Danner had been one of those children; somehow Billy hadn’t. She remembered riding in the parade: a confusion of caretaking by strangers before it began, the frothy dresses and the heat, sit just like this and don’t move. Endless slow progress of the oceanic float, the spell of continuous scattered applause while the street unwound below her. The cool, green-shaded park where she was lifted off the float by a parade marshal and fell at his feet as he released her, her legs completely without sensation. You mean you never moved once in the whole parade? His big face above her as he put her under a tree to wait for her mother, wait for her legs to come alive. The dreamy, sensual time in which she sat, immobilized, the green park dense with heavy trees and the parade fallen to wandering fragments across the dappled ground. The coldness of the shaded grass, her drowsy exhaustion, her legs tingling.
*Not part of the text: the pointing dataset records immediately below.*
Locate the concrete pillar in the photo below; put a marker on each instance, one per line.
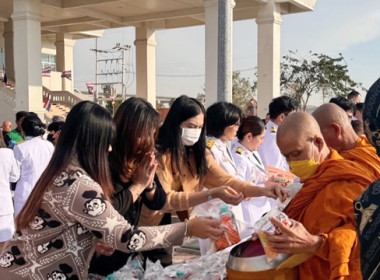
(268, 54)
(65, 58)
(8, 49)
(146, 64)
(27, 49)
(211, 51)
(2, 35)
(225, 21)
She’d seen Jean walking into the park, wearing a full white skirt and sleeveless blouse—her hair was long then, pulled back in a chignon at the nape of her neck; her lipstick was red. Jean looked beautiful and anonymous, yet deeply familiar. Danner felt herself alone, unattached and content. Her mother was a familiar body moving over grass, the way sun moved and stopped abruptly at the shade of the trees.